Risk-Based Continued Test-Method Performance Verification System
Good data are a characteristic of good science. Quality data are arguably more important today than ever before and are considered by many to be a corporate asset because they are used to develop products and processes, control our manufacturing processes, and improve products and processes when needed.
The US FDA and USP have provided guidance for developing, validating, and verifying effective test methods that will deliver quality data.2, 3, 4 Their guidance calls for continued method performance verification (CMPV) to verify a test method’s performance over its life cycle. At the same time, there has been renewed interest in developing risk-based methods of all types.5 Fortunately, we have concepts, methods, and tools available to build assessment and mitigation of risk into a test-method performance verification system.6
The FDA calls for CMPV.2, 3 However, there are three critical risks associated with the long-term use of the method.
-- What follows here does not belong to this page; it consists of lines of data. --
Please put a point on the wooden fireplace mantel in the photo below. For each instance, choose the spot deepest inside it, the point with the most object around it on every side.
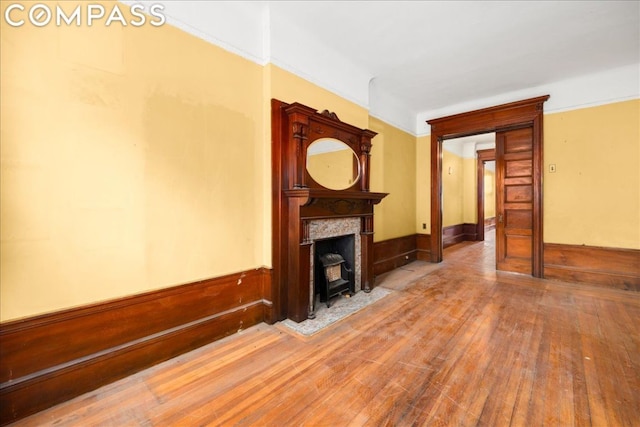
(298, 199)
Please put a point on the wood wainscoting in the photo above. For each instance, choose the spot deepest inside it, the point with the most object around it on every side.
(454, 234)
(610, 267)
(393, 253)
(51, 358)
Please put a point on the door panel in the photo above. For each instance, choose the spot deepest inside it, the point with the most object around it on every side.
(514, 200)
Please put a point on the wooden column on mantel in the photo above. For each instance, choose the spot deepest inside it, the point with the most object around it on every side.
(298, 199)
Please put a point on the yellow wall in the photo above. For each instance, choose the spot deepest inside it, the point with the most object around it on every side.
(139, 158)
(127, 163)
(489, 194)
(393, 171)
(594, 197)
(452, 189)
(470, 191)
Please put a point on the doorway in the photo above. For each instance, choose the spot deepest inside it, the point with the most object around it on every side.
(527, 244)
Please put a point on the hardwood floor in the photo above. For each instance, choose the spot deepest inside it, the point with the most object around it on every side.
(463, 345)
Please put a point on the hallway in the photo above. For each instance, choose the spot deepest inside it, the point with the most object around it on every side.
(454, 344)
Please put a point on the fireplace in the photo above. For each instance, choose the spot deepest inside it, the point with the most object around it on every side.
(333, 268)
(320, 183)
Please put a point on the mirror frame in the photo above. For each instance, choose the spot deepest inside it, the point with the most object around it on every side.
(355, 166)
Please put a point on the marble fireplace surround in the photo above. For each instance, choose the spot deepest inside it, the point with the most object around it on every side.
(330, 228)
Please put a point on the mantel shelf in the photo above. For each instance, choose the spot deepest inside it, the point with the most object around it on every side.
(316, 193)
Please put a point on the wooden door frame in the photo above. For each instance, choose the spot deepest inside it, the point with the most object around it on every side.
(483, 156)
(528, 112)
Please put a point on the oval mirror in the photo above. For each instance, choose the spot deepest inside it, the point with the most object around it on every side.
(332, 164)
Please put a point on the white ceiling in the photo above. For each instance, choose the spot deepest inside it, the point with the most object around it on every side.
(432, 54)
(423, 56)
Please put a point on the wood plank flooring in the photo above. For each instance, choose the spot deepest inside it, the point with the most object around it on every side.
(461, 346)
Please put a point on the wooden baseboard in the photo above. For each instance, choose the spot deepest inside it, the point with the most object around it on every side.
(423, 247)
(610, 267)
(455, 234)
(393, 253)
(48, 359)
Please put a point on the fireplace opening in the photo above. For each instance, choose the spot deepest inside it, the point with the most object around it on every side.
(334, 262)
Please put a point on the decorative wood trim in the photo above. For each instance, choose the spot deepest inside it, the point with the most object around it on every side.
(528, 112)
(489, 224)
(608, 267)
(48, 359)
(393, 253)
(483, 156)
(297, 197)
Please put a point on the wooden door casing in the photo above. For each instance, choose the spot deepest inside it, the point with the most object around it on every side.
(514, 200)
(519, 114)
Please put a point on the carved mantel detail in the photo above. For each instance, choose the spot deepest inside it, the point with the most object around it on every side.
(298, 199)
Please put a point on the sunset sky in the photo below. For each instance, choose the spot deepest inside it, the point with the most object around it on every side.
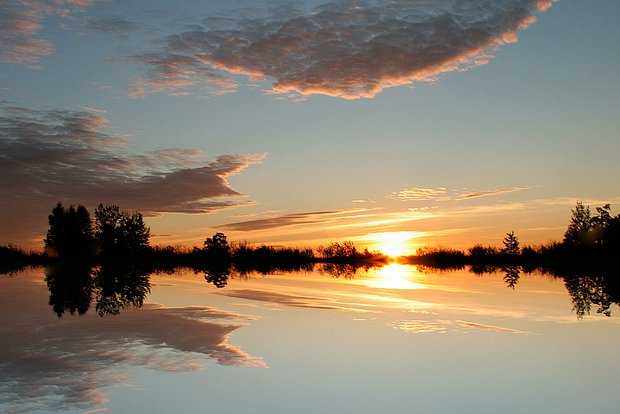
(406, 122)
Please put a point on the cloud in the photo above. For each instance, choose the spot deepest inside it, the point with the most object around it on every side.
(479, 194)
(306, 218)
(442, 326)
(21, 22)
(349, 49)
(111, 25)
(420, 194)
(52, 155)
(56, 364)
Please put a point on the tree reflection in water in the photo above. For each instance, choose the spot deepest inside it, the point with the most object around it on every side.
(114, 287)
(73, 288)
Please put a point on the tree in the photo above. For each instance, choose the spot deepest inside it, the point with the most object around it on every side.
(580, 225)
(511, 244)
(70, 232)
(217, 250)
(119, 232)
(217, 243)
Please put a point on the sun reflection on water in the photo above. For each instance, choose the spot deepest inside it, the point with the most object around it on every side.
(394, 276)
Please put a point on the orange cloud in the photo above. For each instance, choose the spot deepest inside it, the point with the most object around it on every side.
(21, 21)
(47, 156)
- First, the method’s precision in terms of reproducibility and repeatability decreases over time. (Note: Although the pharmaceutical industry often uses the term “reproducibility” to describe between-laboratory variation in measurement results, this article addresses within-laboratory reproducibility, which measures variation due to different analysts, instruments, and other factors at a given laboratory.)
- Second, the method does not meet acceptance limits (specifications).
- Third, management does not pay sufficient attention to method performance.
This article discusses CMPV methods that effectively reduce these critical risks.
Blind Controls to Assess Method Performance Stability over Time
An effective way to assess the long-term stability of a test method is to periodically submit “blind control” samples (also referred to as reference samples) from a common source for analysis along with routine production samples. Blinding the samples ensures that the analyst cannot determine the difference between the production samples and the control samples, and, as Nunnally and McConnell have stated, “There is no better way to understand the true variability of the analytical method.”7
The control samples are typically tested two or three times (depending on the test method) at a given point in time. The sample averages are plotted on a control chart to evaluate the stability (within-lab reproducibility) of the method. The standard deviations of the repeat tests done on the samples are plotted on a control chart to assess the stability of the repeatability of the test method. The deviations of the sample averages from the overall mean measure the within-lab reproducibility of the method. The standard deviation of the test results from the sample mean measures the repeatability of the method.
Weitzel and colleagues described a six-year study in which control samples were used to monitor an assay measurement process.8 The blind control samples were drawn from a common master control batch and periodically submitted for lab analysis. Six analysts (A, B, C, D, E, and F) tested the 48 samples in duplicate over the six-year period. See the Appendix for a summary of the results.
Figure 1 shows the control chart for the 48 samples. The first 23 samples were tested by analyst A, and the remaining samples were tested by the other analysts. In Figure 1, we see:
- Analyst A has more within-lab reproducibility issues; several sample averages are outside the control limits.
- There are some within-lab reproducibility issues around samples 37–41; these are principally attributed to analyst C (see the results for analyst C in the Appendix).
- The variation for the other analysts is smaller than that of analyst A.
- The overall average is essentially the same for all analysts.
- Analyst A has larger test-to-test variation (repeatability) than the other analysts.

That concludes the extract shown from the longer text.